While manufacturing in China has traditionally had economic advantages, increasing production costs and geopolitical risks are prompting companies to reassess their options. Asia’s susceptibility to weather and climate risks adds another layer of complexity to supply chain decision-making.

Supplier insolvencies, particularly among smaller suppliers, and less robust legal frameworks in certain regions may expose companies to risks such as intellectual property infringement. Additionally, companies are under increasing scrutiny to demonstrate their environmental, social, and governance (ESG) commitments, leading to green supply chain initiatives.

Bhatt noted that as countries become more protectionist, risk managers need to strategize for their businesses.

“There is mounting pressure on existing supply chains, highlighting the necessity for fortified and strategic approaches,” he said.

Managing risks, building resilience in supply chains

The focus on reliability and quality over cost is making reshoring more attractive. Reshoring brings greater resilience and certainty to supply chains, ensuring the quality, reliability, and cost-effectiveness of products. It also reduces transit times and fosters better collaboration among stakeholders.

Tom O’Donnell, Aon’s practice leader for global logistics, also emphasized that reshoring does not guarantee a risk-free environment.

“These changes require careful planning and implementation over time,” he said.

Building in-house production facilities poses significant risks, including project delays, system malfunctions, compliance and integrity risks, startup delays, change management challenges, local planning issues, and construction-related risks.

“Supply chain risk management should be truly enterprise-wide, connecting risk and insurance professionals with senior directors in supply chain, procurement, treasury, strategy, and operations around a common set of data and decision-making,” O’Donnell said.

Challenges of reshoring

When relocating facilities from Asia to the US, further concerns emerge, including technology, talent and skills availability, and labour costs.

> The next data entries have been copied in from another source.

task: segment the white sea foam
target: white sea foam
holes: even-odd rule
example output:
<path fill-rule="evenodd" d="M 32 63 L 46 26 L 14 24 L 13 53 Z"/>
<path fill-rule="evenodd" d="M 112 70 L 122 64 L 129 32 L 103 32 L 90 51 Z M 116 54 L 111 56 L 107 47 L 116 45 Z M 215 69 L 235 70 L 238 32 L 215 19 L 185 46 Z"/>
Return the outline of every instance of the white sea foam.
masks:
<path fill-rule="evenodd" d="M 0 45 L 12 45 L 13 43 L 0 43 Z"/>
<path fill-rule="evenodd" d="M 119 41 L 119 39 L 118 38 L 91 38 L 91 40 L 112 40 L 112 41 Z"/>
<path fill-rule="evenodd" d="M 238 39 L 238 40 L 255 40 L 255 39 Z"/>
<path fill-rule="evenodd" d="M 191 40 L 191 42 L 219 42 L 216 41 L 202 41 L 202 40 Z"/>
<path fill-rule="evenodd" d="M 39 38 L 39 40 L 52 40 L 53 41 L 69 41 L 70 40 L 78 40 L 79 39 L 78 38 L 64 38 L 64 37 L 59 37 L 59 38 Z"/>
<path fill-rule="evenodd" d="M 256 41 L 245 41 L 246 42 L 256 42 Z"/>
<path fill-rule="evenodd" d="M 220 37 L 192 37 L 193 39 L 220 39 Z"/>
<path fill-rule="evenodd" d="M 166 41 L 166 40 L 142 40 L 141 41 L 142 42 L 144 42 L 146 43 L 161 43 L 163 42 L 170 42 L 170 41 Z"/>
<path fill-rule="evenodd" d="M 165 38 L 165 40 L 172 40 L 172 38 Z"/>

“Access to required skills and technology is particularly relevant as it is not always easy to simply hire experienced talent in the location that you want to build,” Bhatt said. “Therefore, having a talent assessment strategy becomes more important.”

Despite proactive measures, supply chain or distribution failures continue to impact businesses. According to Aon’s Global Risk Management Survey, 43% of respondents experienced losses due to such failures, despite 63% having response plans in place. This underscores the importance of ongoing preparedness and vigilance in mitigating risks associated with reshoring initiatives.

The transportation and logistics industry must adopt a proactive and dynamic risk management approach.

“Risk managers must identify, quantify and manage their exposure across their global supply chain,” Bhatt said. “Using data analytics and investing in new technologies and ways of working will help companies manage volatility and build resilient operations and workforces.”

Data-driven insights build visibility into the supply chain, helping to mitigate risk. Supply chain should be treated as an enterprise risk, considering sources beyond physical damage to include ESG events, cyber threats, and supplier insolvency.

Forecasting the future landscape of supply chains is crucial. Assessing supplier risks helps understand how changes in key suppliers can impact the overall risk landscape.

Conducting a risk tolerance assessment establishes the parameters in which the organization is comfortable taking supply chain risks. This includes mapping and quantifying risks associated with new supply chain configurations and understanding potential financial impacts such as loss of revenue, loss of attraction, and increased operational costs.

Optimizing inventory levels can mitigate supply chain risks. Seeking guidance on investment decisions to manage supply chain risks, including purchasing insurance, can effectively mitigate identified risks.